新城彰の本棚

ミステリー好きの自分勝手なコメント

大店を狙う強盗団の背後に

 池波正太郎の「鬼平犯科帳」は全20巻以上だが、ほとんどは短編集。その中で本書(17巻)は、特別長編と銘打たれている。短編が1話完結TVドラマなら、長編は映画にもあたるだろう。おなじみの長谷川平蔵一家、火付け盗賊改方の与力・同心、密偵たちから、時折しか出番のない井関録之助や、死んだ密偵伊三次の愛人およねまで登場する。

 

 一人で街中を歩くのが好きな平蔵が、この日立ち寄ったのは駒込あたりの酒場。誰言うともなく「権兵衛酒場」、老齢の男女だけで営業していて、2人とも無口。

 

・酒は5合まで

・肴はあり合わせ1品のみ

 

 で売っている。

 

        

 

 人づてに「美味い」と聞いてふらりと立ち寄ったことから、平蔵は大店を狙う大規模な強盗団の存在を嗅ぎつける。「権兵衛酒場」には浪人4人組が襲い掛かったが、警戒していた平蔵に撃退された。しかし老女が負傷、老爺は姿を消した。老爺は元侍らしく、重傷を負った老女も何も話さない。

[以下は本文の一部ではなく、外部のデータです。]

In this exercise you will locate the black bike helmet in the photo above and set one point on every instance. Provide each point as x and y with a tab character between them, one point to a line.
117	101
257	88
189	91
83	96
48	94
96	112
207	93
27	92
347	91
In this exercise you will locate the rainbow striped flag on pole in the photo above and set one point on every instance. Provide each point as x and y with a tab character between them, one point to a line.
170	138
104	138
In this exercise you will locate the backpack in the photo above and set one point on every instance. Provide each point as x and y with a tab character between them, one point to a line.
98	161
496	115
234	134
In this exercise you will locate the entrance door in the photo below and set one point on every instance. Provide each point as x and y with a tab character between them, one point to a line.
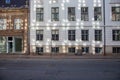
10	44
18	44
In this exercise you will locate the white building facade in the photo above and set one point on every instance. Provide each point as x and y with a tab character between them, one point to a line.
66	26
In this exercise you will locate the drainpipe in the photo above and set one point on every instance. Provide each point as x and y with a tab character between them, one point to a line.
104	54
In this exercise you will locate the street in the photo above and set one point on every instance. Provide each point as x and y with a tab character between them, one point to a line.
60	69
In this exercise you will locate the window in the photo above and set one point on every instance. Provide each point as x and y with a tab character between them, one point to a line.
55	35
97	14
84	13
116	13
17	23
39	14
55	49
116	35
85	35
85	49
98	35
7	1
3	23
71	49
55	14
3	44
98	50
71	14
39	35
116	49
71	35
39	49
54	1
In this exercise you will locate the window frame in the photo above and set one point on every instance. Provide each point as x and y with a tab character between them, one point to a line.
71	14
98	35
97	14
55	49
71	35
115	14
40	14
85	35
55	35
84	14
114	36
55	13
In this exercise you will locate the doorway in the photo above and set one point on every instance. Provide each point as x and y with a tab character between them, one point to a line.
10	44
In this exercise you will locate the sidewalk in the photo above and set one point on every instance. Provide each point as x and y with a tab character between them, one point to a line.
59	57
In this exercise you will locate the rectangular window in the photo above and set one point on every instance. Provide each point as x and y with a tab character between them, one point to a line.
98	35
3	44
39	49
55	14
7	1
55	49
85	49
85	35
39	14
98	50
116	35
116	49
17	23
3	23
116	13
71	14
39	35
71	35
71	49
84	14
55	35
54	1
97	14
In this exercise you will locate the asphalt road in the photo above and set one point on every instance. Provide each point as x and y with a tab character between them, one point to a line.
60	69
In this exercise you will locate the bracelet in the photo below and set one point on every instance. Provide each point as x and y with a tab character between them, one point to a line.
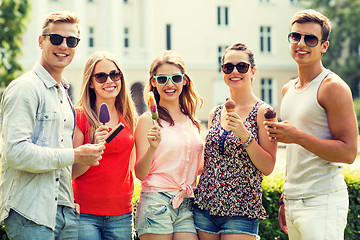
247	143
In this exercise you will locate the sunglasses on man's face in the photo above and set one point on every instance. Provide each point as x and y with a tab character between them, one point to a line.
101	77
163	79
57	39
309	39
241	67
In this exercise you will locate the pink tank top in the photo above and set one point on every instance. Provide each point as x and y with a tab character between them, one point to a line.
176	161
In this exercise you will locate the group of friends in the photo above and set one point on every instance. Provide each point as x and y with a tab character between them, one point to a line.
61	180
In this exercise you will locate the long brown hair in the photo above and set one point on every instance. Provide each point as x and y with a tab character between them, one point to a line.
123	103
188	99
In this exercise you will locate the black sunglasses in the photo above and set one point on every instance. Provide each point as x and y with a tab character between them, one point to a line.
309	39
175	78
101	77
242	67
57	39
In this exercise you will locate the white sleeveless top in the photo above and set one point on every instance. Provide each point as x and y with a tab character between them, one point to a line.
307	174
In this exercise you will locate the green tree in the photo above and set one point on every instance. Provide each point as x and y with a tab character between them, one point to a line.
13	16
343	55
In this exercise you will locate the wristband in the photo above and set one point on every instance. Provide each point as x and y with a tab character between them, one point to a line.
247	143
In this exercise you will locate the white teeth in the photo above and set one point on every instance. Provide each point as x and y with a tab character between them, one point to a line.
109	88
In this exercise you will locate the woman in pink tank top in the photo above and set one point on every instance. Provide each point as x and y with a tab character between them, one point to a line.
169	151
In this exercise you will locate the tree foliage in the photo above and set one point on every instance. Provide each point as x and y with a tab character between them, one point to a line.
343	55
13	16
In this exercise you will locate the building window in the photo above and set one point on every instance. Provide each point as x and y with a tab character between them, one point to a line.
221	50
168	36
265	39
91	37
223	16
126	37
267	86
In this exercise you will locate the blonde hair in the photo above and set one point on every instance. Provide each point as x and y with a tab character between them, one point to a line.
60	17
123	103
188	99
310	15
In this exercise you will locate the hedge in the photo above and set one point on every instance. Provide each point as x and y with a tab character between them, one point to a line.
272	188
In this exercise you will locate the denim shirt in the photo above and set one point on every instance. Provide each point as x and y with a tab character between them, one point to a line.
33	154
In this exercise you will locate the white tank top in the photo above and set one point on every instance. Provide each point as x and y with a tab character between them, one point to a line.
307	174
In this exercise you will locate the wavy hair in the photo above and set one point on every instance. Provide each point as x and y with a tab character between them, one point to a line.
123	103
188	99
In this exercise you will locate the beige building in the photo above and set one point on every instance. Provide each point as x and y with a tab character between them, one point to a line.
199	30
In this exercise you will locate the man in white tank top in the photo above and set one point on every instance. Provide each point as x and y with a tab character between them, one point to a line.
320	129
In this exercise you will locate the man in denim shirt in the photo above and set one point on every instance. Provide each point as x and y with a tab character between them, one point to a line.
37	123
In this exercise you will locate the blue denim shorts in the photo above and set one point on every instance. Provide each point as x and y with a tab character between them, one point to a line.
225	225
19	227
96	227
155	214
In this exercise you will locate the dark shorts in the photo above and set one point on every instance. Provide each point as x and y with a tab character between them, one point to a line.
225	225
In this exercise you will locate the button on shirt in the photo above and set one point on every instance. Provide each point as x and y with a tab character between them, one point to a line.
37	153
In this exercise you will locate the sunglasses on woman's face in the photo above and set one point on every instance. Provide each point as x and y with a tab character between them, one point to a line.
242	67
57	39
309	39
163	79
101	77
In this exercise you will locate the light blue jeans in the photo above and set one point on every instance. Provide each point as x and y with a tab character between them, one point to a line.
18	227
97	227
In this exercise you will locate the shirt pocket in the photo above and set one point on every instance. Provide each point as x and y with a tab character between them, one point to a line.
45	128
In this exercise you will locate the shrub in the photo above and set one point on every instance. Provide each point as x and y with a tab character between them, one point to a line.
272	188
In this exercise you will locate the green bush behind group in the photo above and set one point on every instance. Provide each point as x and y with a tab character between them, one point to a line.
272	188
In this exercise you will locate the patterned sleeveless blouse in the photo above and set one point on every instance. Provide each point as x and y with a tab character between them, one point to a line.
230	184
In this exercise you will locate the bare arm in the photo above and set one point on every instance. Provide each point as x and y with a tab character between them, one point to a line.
147	139
85	154
335	97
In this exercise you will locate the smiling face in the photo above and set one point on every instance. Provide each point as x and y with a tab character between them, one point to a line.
169	91
56	58
109	89
303	54
236	79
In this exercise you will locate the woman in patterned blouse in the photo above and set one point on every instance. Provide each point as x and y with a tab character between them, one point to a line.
237	155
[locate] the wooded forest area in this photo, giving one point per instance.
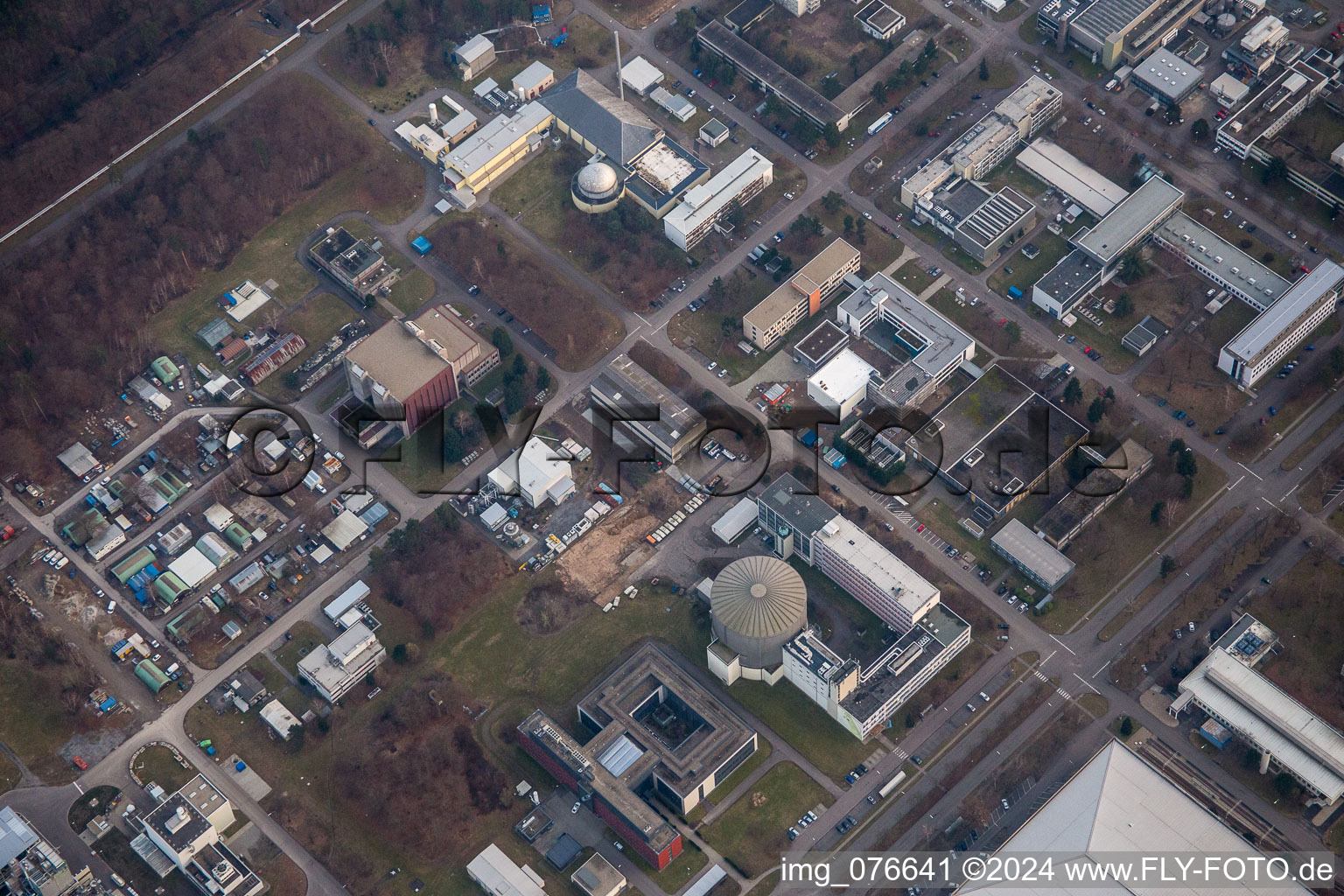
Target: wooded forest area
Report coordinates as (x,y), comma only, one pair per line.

また、平蔵自身を50両で暗殺しようと相談している浪人たちの話をおよねが聴いて通報する。実際、平蔵を襲った浪人もいた。

 

 事件の背景には7千石の旗本家や、6百石の御家人家が複数関わり合っているらしい。そうなると火付け盗賊改方ではなく評定所のミッションになるのだが、平蔵の上司である老中京極備前守は「よいようにいたせ」と捜査を支持した。最近皆殺しに遭った薬種問屋からは、高価な薬が大量に盗まれていた。2年前には別の大店も、同様の手口で皆殺しにされている。平蔵は自らを囮に、強盗団の背後にいる大物に罠を掛ける。

 

 平蔵が<本所の銕>とあだ名された放蕩時代から付き合いのある庶民たちと、立派な侍となった平蔵の交流も微笑ましい。もちろん、江戸の美味の紹介もふんだんにある。僕としては、平蔵の妻女久栄の出番が少ないのがちょっと不満でしたけどね。